Justizminister Guido Wolf (CDU), wollte in seiner Eigenschaft als Vorsitzender der Interessengemeinschaft Gäubahn, nicht in Jubel ausbrechen. „Das hebe ich mir auf für den Tag, an dem ich auf der beschleunigten Strecke unterwegs bin“. Er nannte Bilgers Aussage aber „einen großen Schritt nach vorne“. Er mahnte die rasche Umsetzung an. „Wir bekommen ein Glaubwürdigkeitsproblem, wenn wir nicht liefern“. Walter Schoefer, Sprecher der Geschäftsführung der Flughafengesellschaft, zeigte sich „offen für Verbesserungen bei der Flughafenanbindung“. Die vorgeschlagene Tunnellösung würde „uns etliche Jahre Beeinträchtigungen durch eine riesige Baugrube direkt vor den Terminals ersparen“.

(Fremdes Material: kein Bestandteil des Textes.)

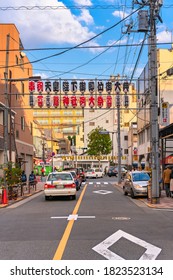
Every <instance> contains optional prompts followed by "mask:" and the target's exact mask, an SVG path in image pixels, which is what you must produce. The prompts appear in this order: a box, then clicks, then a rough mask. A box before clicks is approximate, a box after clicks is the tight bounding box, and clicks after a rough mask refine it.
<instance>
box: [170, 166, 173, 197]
mask: <svg viewBox="0 0 173 280" xmlns="http://www.w3.org/2000/svg"><path fill="white" fill-rule="evenodd" d="M170 196H171V197H172V198H173V168H172V171H171V175H170Z"/></svg>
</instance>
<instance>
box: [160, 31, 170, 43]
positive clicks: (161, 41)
mask: <svg viewBox="0 0 173 280" xmlns="http://www.w3.org/2000/svg"><path fill="white" fill-rule="evenodd" d="M157 42H158V43H170V42H172V34H171V32H170V31H166V30H165V31H162V32H159V33H158V34H157Z"/></svg>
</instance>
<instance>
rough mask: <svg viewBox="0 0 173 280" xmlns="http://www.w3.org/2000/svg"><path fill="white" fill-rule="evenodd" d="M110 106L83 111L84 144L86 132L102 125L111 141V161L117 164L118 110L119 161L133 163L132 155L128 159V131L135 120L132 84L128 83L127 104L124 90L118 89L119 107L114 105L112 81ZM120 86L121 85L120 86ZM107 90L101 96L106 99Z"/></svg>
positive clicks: (128, 149) (86, 134)
mask: <svg viewBox="0 0 173 280" xmlns="http://www.w3.org/2000/svg"><path fill="white" fill-rule="evenodd" d="M112 85H113V87H112V92H111V95H112V100H113V103H112V107H111V108H110V109H106V108H102V109H99V108H89V109H88V110H85V111H84V127H85V130H84V146H85V147H87V143H88V133H90V132H91V131H92V130H93V129H95V128H96V127H98V126H99V127H102V128H103V129H106V130H107V131H109V132H110V137H111V140H112V143H113V146H112V152H111V154H110V156H113V157H114V159H113V161H114V162H115V163H116V164H118V141H117V129H118V121H117V120H118V116H117V115H118V110H119V113H120V141H121V154H122V157H121V163H122V164H125V165H132V164H133V157H132V156H131V157H130V160H129V156H128V155H129V143H128V131H129V128H130V127H131V123H134V122H135V121H136V91H135V89H134V85H133V84H131V85H129V91H128V96H129V104H128V106H127V107H125V106H124V92H123V90H122V89H121V91H120V100H121V102H120V103H121V104H120V107H119V109H118V108H117V106H116V92H115V82H114V81H113V82H112ZM121 87H122V86H121ZM106 96H107V92H106V91H104V92H103V97H104V99H106Z"/></svg>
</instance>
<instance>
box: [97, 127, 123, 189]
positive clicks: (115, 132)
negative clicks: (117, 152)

Bisherige Lösung am Flughafen kompliziert

Auslöser für die Neubewertung der Strecke ist der Deutschland-Takt. Dabei werden die Züge besser aufeinander abgestimmt, was kürzere Reisezeiten bringen soll. Um auf der Gäubahn diese Voraussetzungen zu erfüllen, soll die Strecke teilweise zweigleisig ausgebaut werden, das Tempo auf bis zu 200 Kilometer in der Stunde angehoben werden, und einige Abschnitte sollen gänzlich neu gebaut werden. Dazu gehören Tunnel bei Sulz am Neckar und bei Rottweil – aber eben auch der Gäubahntunnel, der die Strecke bei Böblingen mit dem Stuttgarter Flughafen verbinden soll. Der bisher vorgesehene Ausbau der bestehenden Strecke von Rohr zum Flughafen ist nicht trivial, für den Umbau des Halts am Airport müsste die S-Bahn für gut ein Jahr pausieren. Die Bahn veranschlagt eine Bauzeit von 74 Monaten. Für den Bau des Gäubahntunnels kalkulieren Experten vom Baubeginn bis zur Inbetriebnahme zwischen fünf und sechs Jahren.